A técnica surge quase sempre em função da táctica e como tal os exercícios devem ser construídos nesse sentido. O “como fazer” deve ser condicionado pelo “quando” e “para quê”. A especificidade dos trabalhos também é decisiva para o incremento do rendimento, não só a nível físico (que fontes energéticas? Que funcionalidade?) mas também a nível táctico, já que tudo o que é trabalhado deve estar em associação directa com o modelo de jogo escolhido, para não haver perdas de tempo… 

- Ao nível táctico, tem-se observado grandes alterações nos esquemas apresentados pelas equipas de topo? Ou estamos numa fase de estabilização a esse nível?
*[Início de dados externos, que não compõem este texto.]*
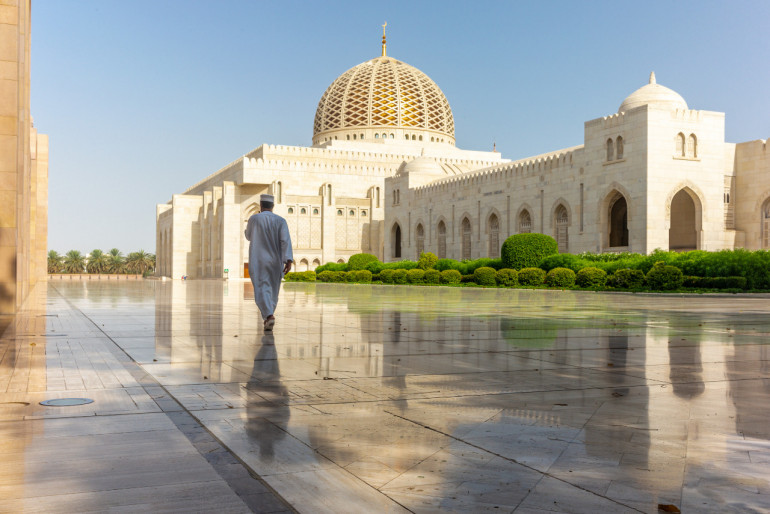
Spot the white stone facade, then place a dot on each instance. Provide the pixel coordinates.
(657, 175)
(384, 177)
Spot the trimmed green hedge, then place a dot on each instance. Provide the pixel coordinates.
(527, 250)
(300, 276)
(664, 277)
(451, 276)
(507, 277)
(360, 260)
(531, 277)
(485, 276)
(560, 277)
(591, 277)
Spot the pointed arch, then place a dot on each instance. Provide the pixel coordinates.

As alterações que actualmente se observam apontam no sentido de jogar sobretudo mais com princípios de jogo e menos com base num conjunto de movimentos tácticos (“jogadas”) sendo isto também válido para a defesa.

- Ganhaste quatro vezes o Campeonato Nacional de Andebol, como treinador principal e adjunto, o que dirias ser essencial para se ser campeão em Portugal?

Para se ser campeão, não só em Portugal, mas em qualquer parte do mundo, é essencial que a equipa conheça o seu papel. Quando me refiro a equipa, incluo todos os seus componentes, treinadores dirigentes e atletas. Para que todos os factores (físico, técnico-táctico, psicológico e teórico) possam contribuir para o rendimento, é necessário que tudo esteja no seu lugar. Cabe ao líder da equipa desenhar o percurso e adaptar caminhos secundários para chegar ao fim da viagem com êxito. Estabelecer metas individuais e de equipa coerentes e ao mesmo tempo ambiciosas definem o rumo. Controlar o processo com a gestão dos êxitos e dos fracassos marcam o equilíbrio ao nível da convivência.